Foster Care System Perspectives

5 comments:
The only way I could help is that I can read Japanese and have access to many people who can read Japanese even better... just let me know if I can help with this.
Is C's mother well enough to talk about her past? If so, can C. bring up the subject gradually and talk to her and write down all that her mother says? It may not be useful at all for finding out her origins, but her remembered experiences are also an important part of their family history and will be valued by her grandchildren, etc...
I can't offer any help, but this post reminds me that I keep meaning to write about my Great Great Grandmother and how I can still see the impact of her time as an orphan in our family five generations later. It makes me even more convinced that I need to do what I can to find out everything about L's birthfamily before it is too late.
Amber
AmericanFamily
I can't help, but want to say this is just as frustrating for people who's parents were adopted domestically. My dad was adopted and has no desire to find out about his bio family. I want to know desperately because of health issues, but will most likely never know anything...

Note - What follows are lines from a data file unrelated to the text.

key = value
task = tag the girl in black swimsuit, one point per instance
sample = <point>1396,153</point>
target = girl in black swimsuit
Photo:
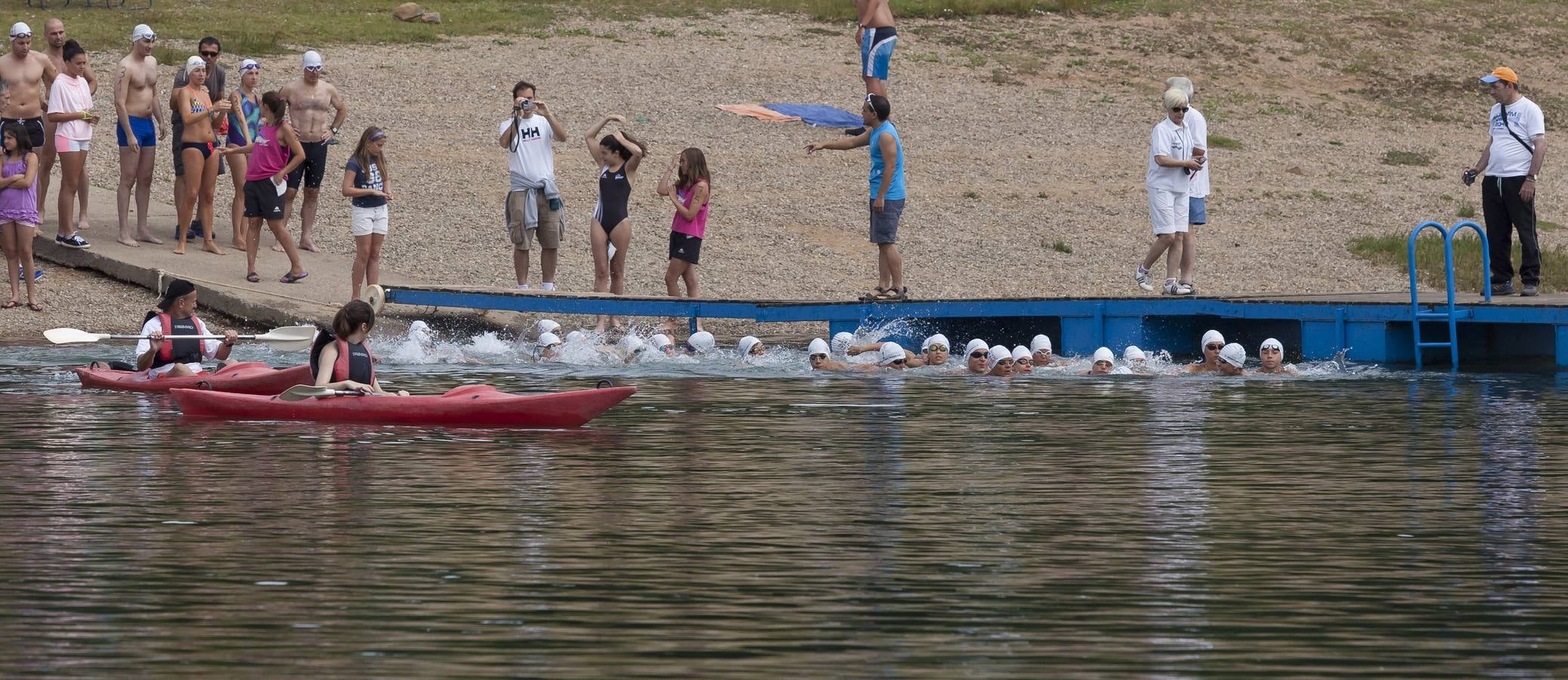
<point>618,156</point>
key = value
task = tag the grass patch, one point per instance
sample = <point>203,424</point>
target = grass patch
<point>1468,277</point>
<point>1407,157</point>
<point>1220,141</point>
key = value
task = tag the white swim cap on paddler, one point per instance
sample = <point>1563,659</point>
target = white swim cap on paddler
<point>1232,354</point>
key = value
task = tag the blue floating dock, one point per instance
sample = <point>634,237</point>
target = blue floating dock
<point>1372,326</point>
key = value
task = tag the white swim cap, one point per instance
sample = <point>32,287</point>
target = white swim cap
<point>701,342</point>
<point>997,353</point>
<point>936,338</point>
<point>747,344</point>
<point>843,342</point>
<point>1232,354</point>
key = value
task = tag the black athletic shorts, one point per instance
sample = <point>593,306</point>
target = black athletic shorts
<point>262,201</point>
<point>312,168</point>
<point>33,125</point>
<point>685,246</point>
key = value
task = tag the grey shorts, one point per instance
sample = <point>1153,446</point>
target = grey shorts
<point>885,224</point>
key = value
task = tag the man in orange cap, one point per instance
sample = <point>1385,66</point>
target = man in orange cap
<point>1509,166</point>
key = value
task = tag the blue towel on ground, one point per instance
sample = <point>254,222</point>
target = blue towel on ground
<point>819,115</point>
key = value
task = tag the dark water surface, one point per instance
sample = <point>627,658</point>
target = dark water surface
<point>728,527</point>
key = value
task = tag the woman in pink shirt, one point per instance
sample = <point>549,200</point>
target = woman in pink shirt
<point>688,195</point>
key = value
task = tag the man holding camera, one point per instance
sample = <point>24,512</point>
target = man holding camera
<point>533,202</point>
<point>1509,165</point>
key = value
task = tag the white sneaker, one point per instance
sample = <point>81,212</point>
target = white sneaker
<point>1142,277</point>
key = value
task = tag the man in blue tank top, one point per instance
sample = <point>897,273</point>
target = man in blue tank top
<point>886,193</point>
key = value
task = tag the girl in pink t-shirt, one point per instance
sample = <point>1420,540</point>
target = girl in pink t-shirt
<point>688,195</point>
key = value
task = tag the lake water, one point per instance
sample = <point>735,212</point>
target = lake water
<point>733,522</point>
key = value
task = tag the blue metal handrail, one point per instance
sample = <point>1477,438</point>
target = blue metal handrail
<point>1416,315</point>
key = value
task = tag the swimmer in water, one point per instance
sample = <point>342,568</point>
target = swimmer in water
<point>1213,342</point>
<point>1231,359</point>
<point>999,363</point>
<point>977,356</point>
<point>1272,357</point>
<point>1104,360</point>
<point>1022,360</point>
<point>1040,347</point>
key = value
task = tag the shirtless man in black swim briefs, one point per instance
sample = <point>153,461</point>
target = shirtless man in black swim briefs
<point>316,113</point>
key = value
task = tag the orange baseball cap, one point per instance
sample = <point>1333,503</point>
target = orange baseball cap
<point>1502,73</point>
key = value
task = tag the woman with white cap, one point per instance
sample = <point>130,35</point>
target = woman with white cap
<point>1272,357</point>
<point>977,354</point>
<point>1104,360</point>
<point>999,363</point>
<point>548,347</point>
<point>1213,342</point>
<point>196,143</point>
<point>1022,360</point>
<point>1231,359</point>
<point>1040,350</point>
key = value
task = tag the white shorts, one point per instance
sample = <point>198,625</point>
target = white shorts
<point>1168,210</point>
<point>367,221</point>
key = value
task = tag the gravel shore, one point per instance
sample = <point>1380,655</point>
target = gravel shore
<point>1019,134</point>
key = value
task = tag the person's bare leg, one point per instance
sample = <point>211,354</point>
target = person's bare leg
<point>144,195</point>
<point>308,218</point>
<point>129,163</point>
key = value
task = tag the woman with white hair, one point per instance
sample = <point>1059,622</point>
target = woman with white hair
<point>1167,181</point>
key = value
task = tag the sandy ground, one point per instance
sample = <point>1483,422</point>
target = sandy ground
<point>1018,134</point>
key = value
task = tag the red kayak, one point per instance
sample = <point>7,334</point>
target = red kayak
<point>474,406</point>
<point>252,378</point>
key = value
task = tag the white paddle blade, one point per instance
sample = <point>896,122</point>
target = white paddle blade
<point>66,335</point>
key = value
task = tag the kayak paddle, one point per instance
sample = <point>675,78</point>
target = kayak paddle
<point>287,338</point>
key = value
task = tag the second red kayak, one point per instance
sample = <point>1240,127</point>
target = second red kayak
<point>474,406</point>
<point>252,378</point>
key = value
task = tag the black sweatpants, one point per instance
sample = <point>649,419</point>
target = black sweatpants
<point>1506,212</point>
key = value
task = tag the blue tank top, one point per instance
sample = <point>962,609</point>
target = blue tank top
<point>895,188</point>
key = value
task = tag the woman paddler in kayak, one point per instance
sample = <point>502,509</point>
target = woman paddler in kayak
<point>341,359</point>
<point>176,315</point>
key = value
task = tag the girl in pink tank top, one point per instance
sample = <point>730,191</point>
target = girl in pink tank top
<point>688,196</point>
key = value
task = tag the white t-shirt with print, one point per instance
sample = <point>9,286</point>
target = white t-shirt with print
<point>1198,128</point>
<point>1172,141</point>
<point>209,348</point>
<point>1508,157</point>
<point>532,151</point>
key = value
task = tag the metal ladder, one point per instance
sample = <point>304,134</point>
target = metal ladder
<point>1451,315</point>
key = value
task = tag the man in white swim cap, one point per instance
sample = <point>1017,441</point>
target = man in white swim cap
<point>1104,360</point>
<point>1231,359</point>
<point>999,363</point>
<point>977,356</point>
<point>1213,342</point>
<point>1272,357</point>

Hey Christie D, I'm not in direct contact with C right now (she has a lot of family stuff going on right now) but I've let her know about your offer. Thanks. My dad could also help translate, but he can be kind of touchy about things like this.
Hi,
I have a sibling who used to be at Elizabeth Sanders Home around 1950-1960. The memories of post World War II Japan, and the consequence in which my sibling was born, is much too traumatic for my parents to talk about. My parents would not talk about it.

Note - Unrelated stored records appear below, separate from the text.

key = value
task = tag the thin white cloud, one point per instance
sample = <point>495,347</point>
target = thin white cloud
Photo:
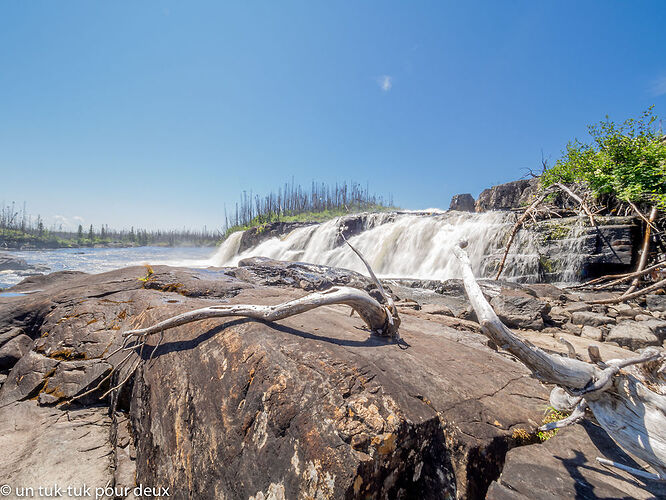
<point>385,82</point>
<point>658,86</point>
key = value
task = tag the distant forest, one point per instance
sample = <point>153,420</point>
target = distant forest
<point>19,229</point>
<point>292,202</point>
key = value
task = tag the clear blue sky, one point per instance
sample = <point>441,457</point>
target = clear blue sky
<point>155,114</point>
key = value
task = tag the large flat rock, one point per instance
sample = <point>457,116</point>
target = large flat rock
<point>565,467</point>
<point>314,406</point>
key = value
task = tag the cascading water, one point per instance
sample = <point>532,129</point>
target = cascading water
<point>405,245</point>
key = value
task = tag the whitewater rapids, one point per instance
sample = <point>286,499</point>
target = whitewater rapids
<point>406,245</point>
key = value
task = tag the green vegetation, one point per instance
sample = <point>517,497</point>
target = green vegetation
<point>292,203</point>
<point>627,161</point>
<point>322,216</point>
<point>18,229</point>
<point>551,415</point>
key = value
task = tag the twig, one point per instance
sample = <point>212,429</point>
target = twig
<point>644,253</point>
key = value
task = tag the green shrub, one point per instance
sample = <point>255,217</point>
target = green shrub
<point>627,160</point>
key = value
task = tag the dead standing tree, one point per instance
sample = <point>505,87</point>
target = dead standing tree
<point>628,401</point>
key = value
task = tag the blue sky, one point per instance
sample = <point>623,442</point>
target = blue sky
<point>156,114</point>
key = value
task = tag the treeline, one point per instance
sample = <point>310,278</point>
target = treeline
<point>19,229</point>
<point>293,200</point>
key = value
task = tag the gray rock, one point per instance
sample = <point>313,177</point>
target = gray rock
<point>507,196</point>
<point>440,309</point>
<point>570,327</point>
<point>592,332</point>
<point>14,350</point>
<point>518,309</point>
<point>656,302</point>
<point>559,313</point>
<point>11,263</point>
<point>576,307</point>
<point>637,334</point>
<point>44,446</point>
<point>625,310</point>
<point>27,377</point>
<point>565,467</point>
<point>462,203</point>
<point>590,319</point>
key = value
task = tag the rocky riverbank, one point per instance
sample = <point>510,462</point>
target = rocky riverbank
<point>313,406</point>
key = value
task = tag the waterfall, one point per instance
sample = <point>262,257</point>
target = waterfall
<point>406,245</point>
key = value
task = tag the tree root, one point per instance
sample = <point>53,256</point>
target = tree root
<point>380,319</point>
<point>623,403</point>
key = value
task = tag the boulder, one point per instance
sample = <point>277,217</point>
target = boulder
<point>311,406</point>
<point>514,194</point>
<point>576,307</point>
<point>462,203</point>
<point>11,263</point>
<point>656,302</point>
<point>638,334</point>
<point>592,333</point>
<point>14,350</point>
<point>588,318</point>
<point>518,309</point>
<point>565,467</point>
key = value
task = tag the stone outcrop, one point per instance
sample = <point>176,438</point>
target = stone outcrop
<point>514,194</point>
<point>463,203</point>
<point>566,467</point>
<point>312,406</point>
<point>11,263</point>
<point>638,334</point>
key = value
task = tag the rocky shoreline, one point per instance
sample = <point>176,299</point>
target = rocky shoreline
<point>312,406</point>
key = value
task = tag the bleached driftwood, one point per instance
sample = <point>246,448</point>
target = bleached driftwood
<point>617,393</point>
<point>374,314</point>
<point>644,252</point>
<point>380,319</point>
<point>517,226</point>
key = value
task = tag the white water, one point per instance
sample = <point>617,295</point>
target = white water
<point>404,245</point>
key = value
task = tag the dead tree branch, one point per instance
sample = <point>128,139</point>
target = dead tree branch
<point>517,226</point>
<point>644,252</point>
<point>620,399</point>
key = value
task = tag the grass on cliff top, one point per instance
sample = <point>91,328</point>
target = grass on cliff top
<point>321,216</point>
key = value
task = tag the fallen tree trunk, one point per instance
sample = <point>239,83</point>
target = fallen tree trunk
<point>644,253</point>
<point>623,404</point>
<point>372,312</point>
<point>516,227</point>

I think I will not know where my sibling is, who s/he is, and so on ( although I am going to keep searching..).
I think the parents go to the City Hall to report the birth of children, which are then, recorded in Koseki. I have a strong suspicion that there are no records of my sibling in Koseki.. I know that s/he is not listed in my Koseki.
There were so much shame associated with "mix-blood" children after the war in Japan.
I do hope I was of some help..
I wish you best of luck with the search.